Now I don’t THINK we are or will be experiencing hyperinflation. But I do several things I have observed now and before in history. One, that as in Germany, retailers shelves are not selling and are not as stocked as before the recession, meaning its hard for us to make a profit. Two, I see more empty commercial real-estate. Three, the government has no adequate income thus I think will be forced to raise taxes (which they will not collect given the present climate and will have to print more money or worse borrow more abroad).

In essence our government will monetize debt. I mean what else can you do when we build a big azz deficit. All the Federal Reserve does is buys bonds trying to stabilize the market, which means they just printing loot on the invisible security of these bonds.

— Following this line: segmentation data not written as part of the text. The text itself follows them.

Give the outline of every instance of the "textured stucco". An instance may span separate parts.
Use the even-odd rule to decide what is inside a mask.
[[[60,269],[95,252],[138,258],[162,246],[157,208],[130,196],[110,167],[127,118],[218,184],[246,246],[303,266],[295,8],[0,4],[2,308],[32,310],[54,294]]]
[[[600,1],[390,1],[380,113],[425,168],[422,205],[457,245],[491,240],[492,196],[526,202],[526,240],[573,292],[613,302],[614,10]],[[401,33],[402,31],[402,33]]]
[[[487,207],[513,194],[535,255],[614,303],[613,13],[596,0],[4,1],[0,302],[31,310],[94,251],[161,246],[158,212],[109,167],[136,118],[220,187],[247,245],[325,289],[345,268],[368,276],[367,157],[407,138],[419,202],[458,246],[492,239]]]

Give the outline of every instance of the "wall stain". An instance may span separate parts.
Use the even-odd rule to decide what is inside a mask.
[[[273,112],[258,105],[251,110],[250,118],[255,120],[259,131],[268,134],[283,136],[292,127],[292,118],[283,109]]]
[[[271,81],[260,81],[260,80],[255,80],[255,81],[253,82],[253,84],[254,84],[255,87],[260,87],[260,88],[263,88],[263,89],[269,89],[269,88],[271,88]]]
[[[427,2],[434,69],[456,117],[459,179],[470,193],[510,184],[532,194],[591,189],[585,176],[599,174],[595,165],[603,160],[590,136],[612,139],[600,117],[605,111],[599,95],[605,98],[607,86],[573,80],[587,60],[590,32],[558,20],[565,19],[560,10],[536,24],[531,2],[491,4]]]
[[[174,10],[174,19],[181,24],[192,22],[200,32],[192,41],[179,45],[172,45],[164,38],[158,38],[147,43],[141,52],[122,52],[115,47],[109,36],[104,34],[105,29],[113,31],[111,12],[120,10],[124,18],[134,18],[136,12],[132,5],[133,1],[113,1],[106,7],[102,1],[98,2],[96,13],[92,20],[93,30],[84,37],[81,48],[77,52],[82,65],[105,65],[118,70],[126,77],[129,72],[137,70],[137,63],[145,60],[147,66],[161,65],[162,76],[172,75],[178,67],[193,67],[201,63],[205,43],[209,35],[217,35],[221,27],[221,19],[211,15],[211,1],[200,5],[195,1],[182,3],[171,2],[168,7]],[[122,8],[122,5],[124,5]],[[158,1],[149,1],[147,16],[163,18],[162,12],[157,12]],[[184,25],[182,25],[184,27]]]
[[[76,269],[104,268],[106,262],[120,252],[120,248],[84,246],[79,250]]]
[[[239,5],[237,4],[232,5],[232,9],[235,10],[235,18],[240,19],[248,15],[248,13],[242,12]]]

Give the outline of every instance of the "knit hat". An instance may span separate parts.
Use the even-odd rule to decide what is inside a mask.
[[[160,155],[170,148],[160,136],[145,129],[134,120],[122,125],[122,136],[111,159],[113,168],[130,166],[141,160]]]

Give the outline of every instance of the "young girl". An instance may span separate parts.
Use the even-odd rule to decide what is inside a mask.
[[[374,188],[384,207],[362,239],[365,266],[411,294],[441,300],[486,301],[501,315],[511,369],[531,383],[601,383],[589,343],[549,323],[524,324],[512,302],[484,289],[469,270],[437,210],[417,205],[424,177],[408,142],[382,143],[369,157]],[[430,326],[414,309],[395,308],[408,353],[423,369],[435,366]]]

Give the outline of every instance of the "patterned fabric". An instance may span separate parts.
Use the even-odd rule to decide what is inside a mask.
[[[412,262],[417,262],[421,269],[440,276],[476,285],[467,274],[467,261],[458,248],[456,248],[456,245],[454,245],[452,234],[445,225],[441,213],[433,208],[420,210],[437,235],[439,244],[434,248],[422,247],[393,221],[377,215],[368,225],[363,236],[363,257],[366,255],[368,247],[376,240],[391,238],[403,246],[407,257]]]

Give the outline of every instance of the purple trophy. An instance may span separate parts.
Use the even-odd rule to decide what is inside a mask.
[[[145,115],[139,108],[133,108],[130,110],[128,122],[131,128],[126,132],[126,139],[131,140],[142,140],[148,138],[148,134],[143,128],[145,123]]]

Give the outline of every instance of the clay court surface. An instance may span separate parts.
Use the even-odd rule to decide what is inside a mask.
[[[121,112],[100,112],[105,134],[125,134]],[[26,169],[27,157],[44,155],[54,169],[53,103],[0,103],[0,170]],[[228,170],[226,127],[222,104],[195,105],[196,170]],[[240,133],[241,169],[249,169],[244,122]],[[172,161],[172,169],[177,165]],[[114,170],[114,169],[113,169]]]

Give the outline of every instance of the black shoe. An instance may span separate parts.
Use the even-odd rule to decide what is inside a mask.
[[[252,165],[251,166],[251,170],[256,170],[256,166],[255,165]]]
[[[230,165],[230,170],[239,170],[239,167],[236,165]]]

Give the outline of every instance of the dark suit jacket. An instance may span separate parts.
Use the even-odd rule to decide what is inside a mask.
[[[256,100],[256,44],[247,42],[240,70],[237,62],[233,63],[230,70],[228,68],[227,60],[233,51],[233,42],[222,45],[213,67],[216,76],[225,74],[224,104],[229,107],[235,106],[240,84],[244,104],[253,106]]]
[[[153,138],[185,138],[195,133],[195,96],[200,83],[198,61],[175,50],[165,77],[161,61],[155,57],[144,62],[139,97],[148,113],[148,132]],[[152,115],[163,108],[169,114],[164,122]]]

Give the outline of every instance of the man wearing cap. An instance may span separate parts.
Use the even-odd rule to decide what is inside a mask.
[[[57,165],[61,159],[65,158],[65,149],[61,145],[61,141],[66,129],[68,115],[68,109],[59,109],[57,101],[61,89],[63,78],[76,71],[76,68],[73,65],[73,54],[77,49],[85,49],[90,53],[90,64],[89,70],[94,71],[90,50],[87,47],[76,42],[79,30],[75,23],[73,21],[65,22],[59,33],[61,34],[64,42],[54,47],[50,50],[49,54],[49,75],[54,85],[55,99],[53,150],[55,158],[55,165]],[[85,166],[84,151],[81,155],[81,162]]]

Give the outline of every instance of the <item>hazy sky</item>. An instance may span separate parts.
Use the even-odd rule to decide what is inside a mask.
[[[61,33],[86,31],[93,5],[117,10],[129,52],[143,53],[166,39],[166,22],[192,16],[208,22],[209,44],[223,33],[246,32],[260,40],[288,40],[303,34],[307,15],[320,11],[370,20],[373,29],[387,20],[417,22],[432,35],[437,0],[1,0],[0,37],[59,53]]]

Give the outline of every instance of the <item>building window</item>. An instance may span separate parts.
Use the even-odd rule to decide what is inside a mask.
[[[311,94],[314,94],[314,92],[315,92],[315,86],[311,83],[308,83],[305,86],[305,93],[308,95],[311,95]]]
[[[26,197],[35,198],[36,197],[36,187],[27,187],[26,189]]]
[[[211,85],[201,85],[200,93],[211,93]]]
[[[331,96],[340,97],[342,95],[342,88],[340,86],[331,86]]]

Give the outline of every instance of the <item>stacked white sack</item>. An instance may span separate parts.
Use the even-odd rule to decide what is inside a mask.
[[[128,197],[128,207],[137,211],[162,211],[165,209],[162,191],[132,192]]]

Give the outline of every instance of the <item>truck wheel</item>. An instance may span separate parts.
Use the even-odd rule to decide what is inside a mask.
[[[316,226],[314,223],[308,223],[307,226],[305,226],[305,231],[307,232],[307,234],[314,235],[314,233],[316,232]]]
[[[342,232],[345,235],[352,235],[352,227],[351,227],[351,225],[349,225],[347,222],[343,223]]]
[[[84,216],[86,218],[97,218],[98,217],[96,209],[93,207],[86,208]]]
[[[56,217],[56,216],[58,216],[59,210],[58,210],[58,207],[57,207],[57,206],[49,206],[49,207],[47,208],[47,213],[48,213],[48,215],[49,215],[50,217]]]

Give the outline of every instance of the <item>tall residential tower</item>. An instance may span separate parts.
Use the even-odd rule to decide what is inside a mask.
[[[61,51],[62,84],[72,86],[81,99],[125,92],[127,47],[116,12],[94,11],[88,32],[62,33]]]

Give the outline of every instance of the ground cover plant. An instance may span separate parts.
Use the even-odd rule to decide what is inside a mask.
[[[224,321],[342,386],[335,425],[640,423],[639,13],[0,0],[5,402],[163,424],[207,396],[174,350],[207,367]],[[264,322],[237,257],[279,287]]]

If history teaches anything, it is that government cant be trusted to manage loot as this clock shows with respect to the US. When currency is not redeemable in gold, its value depends entirely on the judgment and the conscience of the politicians. All money is a matter of belief and the Obama administration shows a willingness to tolerate a weaker currency in an effort to boost exports and the economy as long as it doesn’t drive away the nation’s creditors. Problem is that world wide folks getting rid of dollars with the quickness. Even here in the states. Banks are increasing foreign currency holdings and since 1999, holdings in US Dollars have dropped from 63 percent in 1999 to 37 percent currently. Yep, the dollar is almost worthless, but why shouldn’t it be, after all its just paper and ink.